1. GVT effectively used the “dubious” method in examination of the hot hand – concluding that it didn’t exist. If GVT had used that same methodology on coin flips, they would conclude people have cold hands (or that the gambler’s fallacy is true). Miller and Sanjurjo aren’t promoting the dubious sum – they’re pointing out that it is dubious and led to an incorrect conclusion by GVT.

1. It still looks as though they are asserting the problematical claim – rather than exposing it. For example, consider the first paragraph of their introduction:

“Jack takes a coin from his pocket and decides to flip it, say, one hundred times. As he is curious about what outcome typically follows a heads, whenever he flips a heads he commits to writing the outcome of the next flip on the scrap of paper next to him. Upon completing the one hundred flips, Jack of course expects the proportion of heads written on the scrap of paper to be one-half. Shockingly, Jack is wrong. For a fair coin, the expected proportion of heads is smaller than one-half.”

I think it is challenging to find a sympathetic interpretation of this paragraph. Surely, Jack is correct and the authors of the paper are mistaken.

2. I don’t like that particular paragraph either – not because it is wrong, but because Jack is unlikely to discover the subtle bias in a single series of 100 – the expectation is around 0.495.

But to test it, try this R code, looking at one millions reps of a series of 4:

rep <- 1e6
n <- 4
data <- array(sample(c(0,1), rep*n, replace=TRUE), c(rep,n))
prob <- rep(NA, rep)
for (i in 1:rep){
}
print(mean(prob, na.rm=TRUE))

Borrowing from here: http://andrewgelman.com/2015/07/09/hey-guess-what-there-really-is-a-hot-hand/

You can test the series of 100 by adjusting n to 100 (suggest reducing rep to decrease runtime if you do).

3. Hmm. Math mistake on my part, dammit. The authors are correct about this being a counter-intuitive result. Thanks for spending the time to point my problem out.

5. colinhutton says:

OK I get it now. The first paragraph of the introduction totally derailed me.
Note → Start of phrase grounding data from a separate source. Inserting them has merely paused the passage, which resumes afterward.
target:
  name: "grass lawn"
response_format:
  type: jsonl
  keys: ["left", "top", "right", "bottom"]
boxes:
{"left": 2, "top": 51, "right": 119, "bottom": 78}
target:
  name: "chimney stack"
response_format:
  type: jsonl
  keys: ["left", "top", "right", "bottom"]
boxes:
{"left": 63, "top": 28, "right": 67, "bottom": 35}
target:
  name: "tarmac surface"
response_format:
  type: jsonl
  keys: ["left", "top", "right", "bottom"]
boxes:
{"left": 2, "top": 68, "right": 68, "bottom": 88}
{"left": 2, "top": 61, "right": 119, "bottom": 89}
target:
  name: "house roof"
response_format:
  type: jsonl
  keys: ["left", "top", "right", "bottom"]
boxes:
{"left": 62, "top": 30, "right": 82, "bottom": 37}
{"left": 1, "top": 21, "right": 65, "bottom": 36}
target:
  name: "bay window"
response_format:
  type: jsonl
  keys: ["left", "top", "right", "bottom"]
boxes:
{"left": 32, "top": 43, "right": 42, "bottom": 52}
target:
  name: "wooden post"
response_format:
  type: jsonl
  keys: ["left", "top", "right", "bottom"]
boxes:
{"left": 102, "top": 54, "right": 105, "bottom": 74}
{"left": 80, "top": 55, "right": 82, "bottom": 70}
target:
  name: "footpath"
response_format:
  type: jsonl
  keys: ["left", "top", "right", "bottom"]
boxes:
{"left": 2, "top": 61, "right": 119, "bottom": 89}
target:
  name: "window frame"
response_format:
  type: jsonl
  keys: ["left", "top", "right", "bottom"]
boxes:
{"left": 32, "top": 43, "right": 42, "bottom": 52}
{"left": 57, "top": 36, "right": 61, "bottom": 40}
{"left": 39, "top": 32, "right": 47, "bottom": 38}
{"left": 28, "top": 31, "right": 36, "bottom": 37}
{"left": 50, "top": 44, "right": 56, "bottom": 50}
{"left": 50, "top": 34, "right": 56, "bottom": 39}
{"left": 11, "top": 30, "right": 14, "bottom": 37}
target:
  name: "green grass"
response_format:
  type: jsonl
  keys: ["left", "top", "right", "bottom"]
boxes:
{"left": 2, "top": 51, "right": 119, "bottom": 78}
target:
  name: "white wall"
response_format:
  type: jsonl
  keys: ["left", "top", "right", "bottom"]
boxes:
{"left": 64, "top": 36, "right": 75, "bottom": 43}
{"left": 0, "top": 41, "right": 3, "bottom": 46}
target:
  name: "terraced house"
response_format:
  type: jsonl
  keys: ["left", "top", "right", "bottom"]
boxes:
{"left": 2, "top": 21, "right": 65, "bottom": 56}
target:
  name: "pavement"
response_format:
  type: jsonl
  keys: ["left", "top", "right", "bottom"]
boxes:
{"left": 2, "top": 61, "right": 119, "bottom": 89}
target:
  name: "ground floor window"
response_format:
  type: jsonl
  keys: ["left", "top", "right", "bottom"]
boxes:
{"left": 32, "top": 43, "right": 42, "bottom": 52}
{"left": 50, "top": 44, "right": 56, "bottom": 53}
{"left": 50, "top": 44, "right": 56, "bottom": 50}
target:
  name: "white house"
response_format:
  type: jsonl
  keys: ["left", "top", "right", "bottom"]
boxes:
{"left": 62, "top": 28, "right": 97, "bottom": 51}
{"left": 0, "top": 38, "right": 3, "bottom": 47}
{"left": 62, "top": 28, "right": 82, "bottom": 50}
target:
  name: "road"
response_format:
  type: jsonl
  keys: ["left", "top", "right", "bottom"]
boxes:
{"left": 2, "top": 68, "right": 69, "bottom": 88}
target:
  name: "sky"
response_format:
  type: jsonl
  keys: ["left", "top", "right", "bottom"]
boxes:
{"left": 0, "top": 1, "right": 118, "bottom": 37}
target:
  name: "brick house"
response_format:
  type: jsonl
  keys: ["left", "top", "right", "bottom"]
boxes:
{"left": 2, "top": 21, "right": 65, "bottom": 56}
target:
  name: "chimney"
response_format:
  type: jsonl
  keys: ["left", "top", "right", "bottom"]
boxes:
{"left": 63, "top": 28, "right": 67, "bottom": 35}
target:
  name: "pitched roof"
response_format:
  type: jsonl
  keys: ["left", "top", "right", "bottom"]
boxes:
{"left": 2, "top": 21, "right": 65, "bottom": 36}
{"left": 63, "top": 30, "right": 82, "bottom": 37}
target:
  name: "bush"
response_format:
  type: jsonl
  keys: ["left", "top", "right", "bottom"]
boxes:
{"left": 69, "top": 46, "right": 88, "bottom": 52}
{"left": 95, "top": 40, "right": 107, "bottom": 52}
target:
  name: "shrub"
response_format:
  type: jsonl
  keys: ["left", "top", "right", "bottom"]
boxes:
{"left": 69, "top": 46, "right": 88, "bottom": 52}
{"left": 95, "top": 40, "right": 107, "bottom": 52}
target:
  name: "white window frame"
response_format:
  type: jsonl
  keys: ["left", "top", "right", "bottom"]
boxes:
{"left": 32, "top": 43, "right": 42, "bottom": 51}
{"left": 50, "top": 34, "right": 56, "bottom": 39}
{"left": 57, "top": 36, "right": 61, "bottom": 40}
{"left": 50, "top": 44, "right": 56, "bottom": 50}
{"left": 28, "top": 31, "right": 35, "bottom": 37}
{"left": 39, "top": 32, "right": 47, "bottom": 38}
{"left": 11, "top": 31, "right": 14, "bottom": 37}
In my defense, the syntax is truly horrible. The worst example being the short sentence Shockingly, Jack is wrong. That clearly implies the reader of the paper will be shocked – which I duly was – and the first sentence of the immediately subsequent 2nd paragraph is just as misleading.

Anecdote : Soon after Crown commenced operation in Melbourne 20 years ago, I went to have a look at the mug punters crowded around the roulette tables. The Casino provided a feature to save them the hassle of recording black / red outcomes to track/identify streaks. It consisted of a prominent electronic display at each wheel of the R/B outcome of the 8 (10?) preceding spins. I didn’t believe that even mug punters would be influenced by streaks. I should have been cynical enough to realise that Crown would know exactly what it was doing.

6. David says:

The hot hand fallacy fallacy exists, but so does the hot hand fallacy (maybe). See – Daks, Alon and Desai, Nishant and Goldberg, Lisa R., Do the Golden State Warriors Have Hot Hands? (November 4, 2017). Available at SSRN: https://ssrn.com/abstract=2984615 or http://dx.doi.org/10.2139/ssrn.2984615 – or, like me, watch https://www.youtube.com/watch?v=bPZFQ6i759g via numberphile.

Would be interested to know if you think the hot hand fallacy fallacy should have been caught in peer review or if it was a particularly hard error to spot.

1. Sorry on the slow response. I’ll say it was a hard error to spot – I read the paper and relied on it for years, so it likely would have slipped by me. For me it’s an advertisement for open peer review: imagine if the paper and data were publicly available as a working paper for a while before publishing. I think then the problem might have been found.